La vicenda è quella di Antoine, che esiste soltanto un giorno su due. Quando, dopo anni di vita solitaria, si innamora di Clémentine i due insieme tentano una difficile convivenza. “Le jours ou je n’existe pas” è stato probabilmente uno degli oggetti più curiosi e fascinosi visti al festival. L’abilità di Jean-Charles Fitoussi (tra l’altro autore di “Siclia! Si gira”, film che documenta la realizzazione del film di Straub e Huillet) è stata quella di costruire il film incastrando un curioso elemento fantastico dentro una cornice quietamente realista e malinconica. Un film divergente (nonostante la convergenza finale), che con estrema eleganza si divide tra i frammenti di un viaggio (condotto dal sempre grande Luis Miguel Cintra) e le abitudini della vita di Antoine, tra la voce fuoricampo di un narratore esterno (Cintra, appunto) e la voce del protagonista. Fitoussi racconta quasi con timore e con grande rispetto per i suoi personaggi, lasciando respirare a fondo ogni singolo piano del film, conscio del fatto che al cinema uno stacco di montaggio segna il limite tra l’esistenza e la non esistenza.

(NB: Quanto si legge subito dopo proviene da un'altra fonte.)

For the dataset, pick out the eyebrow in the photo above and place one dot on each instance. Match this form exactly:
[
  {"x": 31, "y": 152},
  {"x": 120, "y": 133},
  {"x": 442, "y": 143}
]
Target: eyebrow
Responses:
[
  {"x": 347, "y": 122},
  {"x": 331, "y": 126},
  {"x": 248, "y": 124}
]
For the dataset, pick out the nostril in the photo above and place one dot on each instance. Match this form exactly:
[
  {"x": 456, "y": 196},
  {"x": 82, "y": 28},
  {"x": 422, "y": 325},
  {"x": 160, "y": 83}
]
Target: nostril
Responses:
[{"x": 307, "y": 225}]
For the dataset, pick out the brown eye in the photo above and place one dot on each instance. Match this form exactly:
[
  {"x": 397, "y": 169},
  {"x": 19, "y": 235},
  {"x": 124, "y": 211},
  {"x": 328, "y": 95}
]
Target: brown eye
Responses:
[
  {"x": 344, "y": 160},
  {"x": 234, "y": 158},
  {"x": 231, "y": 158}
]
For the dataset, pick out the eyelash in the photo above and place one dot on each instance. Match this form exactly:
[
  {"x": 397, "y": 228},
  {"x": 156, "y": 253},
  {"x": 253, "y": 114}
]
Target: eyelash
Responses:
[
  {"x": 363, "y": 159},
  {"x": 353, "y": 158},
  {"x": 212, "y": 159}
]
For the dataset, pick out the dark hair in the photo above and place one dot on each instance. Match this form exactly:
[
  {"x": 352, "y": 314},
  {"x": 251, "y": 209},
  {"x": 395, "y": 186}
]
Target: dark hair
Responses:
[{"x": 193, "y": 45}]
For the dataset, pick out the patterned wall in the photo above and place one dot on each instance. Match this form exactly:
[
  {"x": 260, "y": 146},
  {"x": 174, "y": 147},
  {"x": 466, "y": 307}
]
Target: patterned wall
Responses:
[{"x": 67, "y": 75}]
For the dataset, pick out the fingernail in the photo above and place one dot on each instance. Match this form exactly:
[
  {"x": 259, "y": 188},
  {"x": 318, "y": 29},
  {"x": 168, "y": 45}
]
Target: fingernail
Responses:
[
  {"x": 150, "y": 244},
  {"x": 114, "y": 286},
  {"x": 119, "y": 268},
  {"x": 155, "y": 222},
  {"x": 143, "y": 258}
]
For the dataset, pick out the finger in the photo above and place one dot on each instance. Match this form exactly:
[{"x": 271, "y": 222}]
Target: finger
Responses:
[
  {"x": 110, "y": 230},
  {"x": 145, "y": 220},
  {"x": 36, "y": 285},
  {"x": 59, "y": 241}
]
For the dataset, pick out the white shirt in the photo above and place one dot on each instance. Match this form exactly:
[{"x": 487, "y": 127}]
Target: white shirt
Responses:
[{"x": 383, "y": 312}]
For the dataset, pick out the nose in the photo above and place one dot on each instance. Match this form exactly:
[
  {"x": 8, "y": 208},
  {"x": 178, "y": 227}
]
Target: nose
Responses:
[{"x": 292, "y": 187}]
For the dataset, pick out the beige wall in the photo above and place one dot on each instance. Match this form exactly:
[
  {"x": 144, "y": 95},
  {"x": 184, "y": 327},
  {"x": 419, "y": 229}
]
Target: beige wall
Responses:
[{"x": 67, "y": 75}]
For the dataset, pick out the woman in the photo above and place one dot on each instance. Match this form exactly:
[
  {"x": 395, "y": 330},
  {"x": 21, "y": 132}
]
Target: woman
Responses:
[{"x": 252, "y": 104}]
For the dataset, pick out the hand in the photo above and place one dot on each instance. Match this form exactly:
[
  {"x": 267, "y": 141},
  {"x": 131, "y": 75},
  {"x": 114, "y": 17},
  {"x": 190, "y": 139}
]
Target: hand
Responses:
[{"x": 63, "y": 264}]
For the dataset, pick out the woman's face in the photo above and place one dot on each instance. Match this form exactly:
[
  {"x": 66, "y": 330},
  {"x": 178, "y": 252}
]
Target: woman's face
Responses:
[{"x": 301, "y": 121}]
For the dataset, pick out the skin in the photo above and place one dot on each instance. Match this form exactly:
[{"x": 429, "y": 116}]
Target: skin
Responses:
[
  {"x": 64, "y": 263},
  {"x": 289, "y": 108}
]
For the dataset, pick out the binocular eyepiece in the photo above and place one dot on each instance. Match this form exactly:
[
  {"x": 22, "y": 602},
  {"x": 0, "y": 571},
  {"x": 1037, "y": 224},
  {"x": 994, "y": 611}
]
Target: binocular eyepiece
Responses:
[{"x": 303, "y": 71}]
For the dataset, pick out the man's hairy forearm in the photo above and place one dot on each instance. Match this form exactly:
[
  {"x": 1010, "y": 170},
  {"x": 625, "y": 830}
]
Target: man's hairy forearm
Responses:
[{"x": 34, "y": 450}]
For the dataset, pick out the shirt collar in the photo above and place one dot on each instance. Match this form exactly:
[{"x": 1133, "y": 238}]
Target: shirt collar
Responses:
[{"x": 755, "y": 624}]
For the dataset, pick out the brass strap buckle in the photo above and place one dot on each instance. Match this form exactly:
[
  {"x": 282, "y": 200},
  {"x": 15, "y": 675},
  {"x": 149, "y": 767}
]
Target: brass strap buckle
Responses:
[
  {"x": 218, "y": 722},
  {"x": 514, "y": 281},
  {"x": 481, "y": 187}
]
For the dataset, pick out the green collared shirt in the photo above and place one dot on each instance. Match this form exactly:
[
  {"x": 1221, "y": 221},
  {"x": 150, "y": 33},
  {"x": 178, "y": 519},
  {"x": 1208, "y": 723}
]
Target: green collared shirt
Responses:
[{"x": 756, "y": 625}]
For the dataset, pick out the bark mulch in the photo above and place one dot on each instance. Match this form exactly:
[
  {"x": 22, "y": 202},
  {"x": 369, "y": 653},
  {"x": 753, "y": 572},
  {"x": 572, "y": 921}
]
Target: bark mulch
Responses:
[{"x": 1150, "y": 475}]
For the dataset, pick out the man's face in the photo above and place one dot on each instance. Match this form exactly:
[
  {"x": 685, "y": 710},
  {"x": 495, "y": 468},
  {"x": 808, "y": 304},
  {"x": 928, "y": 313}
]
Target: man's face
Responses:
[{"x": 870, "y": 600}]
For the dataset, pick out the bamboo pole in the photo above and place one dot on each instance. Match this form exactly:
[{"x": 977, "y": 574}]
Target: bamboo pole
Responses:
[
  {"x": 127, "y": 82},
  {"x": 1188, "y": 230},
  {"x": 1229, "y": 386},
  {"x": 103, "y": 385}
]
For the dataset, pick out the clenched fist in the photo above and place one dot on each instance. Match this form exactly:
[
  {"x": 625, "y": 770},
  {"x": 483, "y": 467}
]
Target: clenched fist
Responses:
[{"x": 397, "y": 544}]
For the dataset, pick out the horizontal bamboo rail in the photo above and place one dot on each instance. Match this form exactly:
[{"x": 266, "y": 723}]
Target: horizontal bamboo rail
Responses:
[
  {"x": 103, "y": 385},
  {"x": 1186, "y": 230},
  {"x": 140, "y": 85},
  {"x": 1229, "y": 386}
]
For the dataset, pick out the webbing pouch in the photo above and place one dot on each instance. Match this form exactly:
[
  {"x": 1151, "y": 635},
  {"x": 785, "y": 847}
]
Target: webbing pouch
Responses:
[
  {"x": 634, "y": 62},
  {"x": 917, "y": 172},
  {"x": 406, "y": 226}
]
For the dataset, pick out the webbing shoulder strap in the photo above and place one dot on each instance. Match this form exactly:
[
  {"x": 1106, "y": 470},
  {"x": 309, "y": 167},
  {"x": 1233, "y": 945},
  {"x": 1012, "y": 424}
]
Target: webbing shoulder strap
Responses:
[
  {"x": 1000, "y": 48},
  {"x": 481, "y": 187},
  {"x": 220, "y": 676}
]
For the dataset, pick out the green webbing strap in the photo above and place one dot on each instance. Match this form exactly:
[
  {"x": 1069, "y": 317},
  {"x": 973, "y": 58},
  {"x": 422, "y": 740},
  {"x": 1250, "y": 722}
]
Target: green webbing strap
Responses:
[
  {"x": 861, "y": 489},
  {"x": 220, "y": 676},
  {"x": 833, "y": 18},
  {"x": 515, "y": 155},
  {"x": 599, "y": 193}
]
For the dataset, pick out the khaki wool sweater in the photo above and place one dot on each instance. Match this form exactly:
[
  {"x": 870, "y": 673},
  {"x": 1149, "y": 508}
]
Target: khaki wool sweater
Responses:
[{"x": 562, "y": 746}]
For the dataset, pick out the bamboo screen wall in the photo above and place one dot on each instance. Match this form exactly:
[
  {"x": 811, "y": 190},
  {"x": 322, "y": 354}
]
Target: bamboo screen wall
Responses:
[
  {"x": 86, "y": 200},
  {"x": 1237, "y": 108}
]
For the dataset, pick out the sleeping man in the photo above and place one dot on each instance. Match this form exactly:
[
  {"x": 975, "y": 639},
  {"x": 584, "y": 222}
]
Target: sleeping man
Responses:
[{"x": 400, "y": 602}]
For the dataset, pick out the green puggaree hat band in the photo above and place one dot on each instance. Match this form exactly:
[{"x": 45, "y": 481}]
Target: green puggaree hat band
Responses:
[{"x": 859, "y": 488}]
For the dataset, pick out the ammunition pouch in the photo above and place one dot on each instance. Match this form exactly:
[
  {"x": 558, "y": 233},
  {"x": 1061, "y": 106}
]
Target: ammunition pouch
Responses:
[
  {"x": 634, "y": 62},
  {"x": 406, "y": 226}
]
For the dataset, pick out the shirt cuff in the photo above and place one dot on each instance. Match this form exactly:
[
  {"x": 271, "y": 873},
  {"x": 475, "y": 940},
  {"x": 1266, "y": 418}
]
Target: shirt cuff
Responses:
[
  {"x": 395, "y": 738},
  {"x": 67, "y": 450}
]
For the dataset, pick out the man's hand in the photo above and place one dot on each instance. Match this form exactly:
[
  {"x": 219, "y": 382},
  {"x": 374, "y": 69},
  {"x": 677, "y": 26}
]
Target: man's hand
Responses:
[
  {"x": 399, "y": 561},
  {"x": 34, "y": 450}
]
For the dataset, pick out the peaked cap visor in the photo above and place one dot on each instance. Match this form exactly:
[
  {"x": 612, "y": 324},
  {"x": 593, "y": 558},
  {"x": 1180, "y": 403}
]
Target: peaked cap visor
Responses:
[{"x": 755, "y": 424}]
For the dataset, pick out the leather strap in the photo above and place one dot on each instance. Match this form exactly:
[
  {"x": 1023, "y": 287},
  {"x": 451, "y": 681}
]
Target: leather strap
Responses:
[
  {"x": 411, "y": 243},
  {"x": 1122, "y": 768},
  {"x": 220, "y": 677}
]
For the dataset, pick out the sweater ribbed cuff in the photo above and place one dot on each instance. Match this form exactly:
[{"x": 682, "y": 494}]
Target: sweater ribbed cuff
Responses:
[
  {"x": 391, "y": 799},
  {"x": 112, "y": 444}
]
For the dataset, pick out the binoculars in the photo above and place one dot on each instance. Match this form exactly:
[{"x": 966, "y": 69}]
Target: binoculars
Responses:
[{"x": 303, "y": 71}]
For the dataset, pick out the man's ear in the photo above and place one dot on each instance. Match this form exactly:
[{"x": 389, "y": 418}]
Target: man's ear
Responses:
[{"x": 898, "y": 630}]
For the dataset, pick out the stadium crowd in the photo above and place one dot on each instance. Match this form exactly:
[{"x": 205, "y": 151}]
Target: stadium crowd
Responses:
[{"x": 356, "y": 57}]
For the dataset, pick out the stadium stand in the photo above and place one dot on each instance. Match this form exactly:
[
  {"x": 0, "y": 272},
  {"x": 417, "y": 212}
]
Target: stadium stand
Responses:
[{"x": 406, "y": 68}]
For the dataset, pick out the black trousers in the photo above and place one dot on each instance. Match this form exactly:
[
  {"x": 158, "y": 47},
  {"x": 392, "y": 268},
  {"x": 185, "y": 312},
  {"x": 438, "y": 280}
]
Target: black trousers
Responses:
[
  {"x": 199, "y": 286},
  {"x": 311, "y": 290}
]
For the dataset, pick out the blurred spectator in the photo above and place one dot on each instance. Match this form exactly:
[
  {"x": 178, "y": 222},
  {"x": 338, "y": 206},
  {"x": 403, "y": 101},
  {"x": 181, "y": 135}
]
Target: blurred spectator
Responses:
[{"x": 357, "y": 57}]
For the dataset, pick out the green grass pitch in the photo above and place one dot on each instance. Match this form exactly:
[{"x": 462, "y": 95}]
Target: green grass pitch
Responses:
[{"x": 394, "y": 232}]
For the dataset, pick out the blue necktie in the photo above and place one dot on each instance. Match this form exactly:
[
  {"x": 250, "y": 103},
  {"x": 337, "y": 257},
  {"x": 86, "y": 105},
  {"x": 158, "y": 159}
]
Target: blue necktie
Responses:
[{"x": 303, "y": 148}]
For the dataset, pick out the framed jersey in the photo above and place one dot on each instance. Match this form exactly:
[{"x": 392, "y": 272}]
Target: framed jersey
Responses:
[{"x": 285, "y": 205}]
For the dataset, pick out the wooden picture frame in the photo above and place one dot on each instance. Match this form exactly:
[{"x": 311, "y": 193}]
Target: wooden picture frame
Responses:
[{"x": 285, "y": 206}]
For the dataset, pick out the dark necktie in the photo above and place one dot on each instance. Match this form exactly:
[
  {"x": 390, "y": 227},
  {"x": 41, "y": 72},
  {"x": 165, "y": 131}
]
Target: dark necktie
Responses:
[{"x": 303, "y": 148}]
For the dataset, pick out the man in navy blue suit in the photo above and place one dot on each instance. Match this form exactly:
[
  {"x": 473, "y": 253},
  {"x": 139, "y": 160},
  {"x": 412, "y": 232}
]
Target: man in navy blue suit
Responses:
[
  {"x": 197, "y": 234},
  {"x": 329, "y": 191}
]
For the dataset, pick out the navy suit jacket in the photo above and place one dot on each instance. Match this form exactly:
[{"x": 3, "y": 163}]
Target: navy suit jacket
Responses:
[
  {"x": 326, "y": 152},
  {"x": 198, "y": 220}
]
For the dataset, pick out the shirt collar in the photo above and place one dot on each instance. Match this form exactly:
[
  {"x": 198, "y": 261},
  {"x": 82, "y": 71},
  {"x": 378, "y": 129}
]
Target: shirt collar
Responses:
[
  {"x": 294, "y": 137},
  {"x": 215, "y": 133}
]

Affascinante l'idea di partenza: un uomo che esiste solo a giorni alterni e che deve adattasi alla realtà di questa assurda modalità esistenziale. Il giovane Fitoussi è stato collaboratore di Straub e Huillet e la lezione dei due è evidente, esternandosi in uno stile asciutto e rigoroso: tempi dilatati, ambienti nudi in cui spiccano oggetti come nature morte, personaggi quasi sempre fermi, un recitare quasi straniato. Peccato che il film, cui non è estranea una vena ironica spesso felice, vada a corrente alternata proprio come il suo protagonista: ad alcuni momenti ben concepiti (la descrizione del rapporto con la ragazza; tutta la parte in cui si decide, per il bene del protagonista, di far sì che non torni più ad esistere) ne seguono altri più anodini e supponenti che travolgono le buone intenzioni dell'autore ricoprendo la pellicola di una patina "arty" che sa un po' di stantio.

Pretenzioso e supponente come solo certo cinema francese sa essere, il film di Fitoussi ambisce all’arte da tutti i pori e profonde a volontà silenzi, lentezza (rectius: lungaggini) e indugiare di sguardi. La vicenda “fantastica” e parafilosofica dell’uomo che esiste a giorni alterni dovrebbe rivitalizzare il tutto e mettere al riparo dalla seriosità incombente, che invece non solo incombe ma irrompe e la fa da padrona, a dispetto di certe escursioni nei territori dell’ironia. Condisce il tutto una voce fuori campo ridondante e letteraria nel senso deteriore del termine. Sorpres(in)a finale, dopo i titoli di coda ci aspetta un lungo piano sequenza: la cinepresa inquadra uno scarno paesaggio, fa una lenta panoramica orizzontale di 360 gradi, poi zooma altrettanto lentamente sul nulla e si ferma. Fastidiosamente inutile come tutto il film.
Nota finale à la Mereghetti: il regista Jean-Charles Fitoussi è, dal 1996, assistente alla regia di Jean-Marie Straub e Danièle Huillet.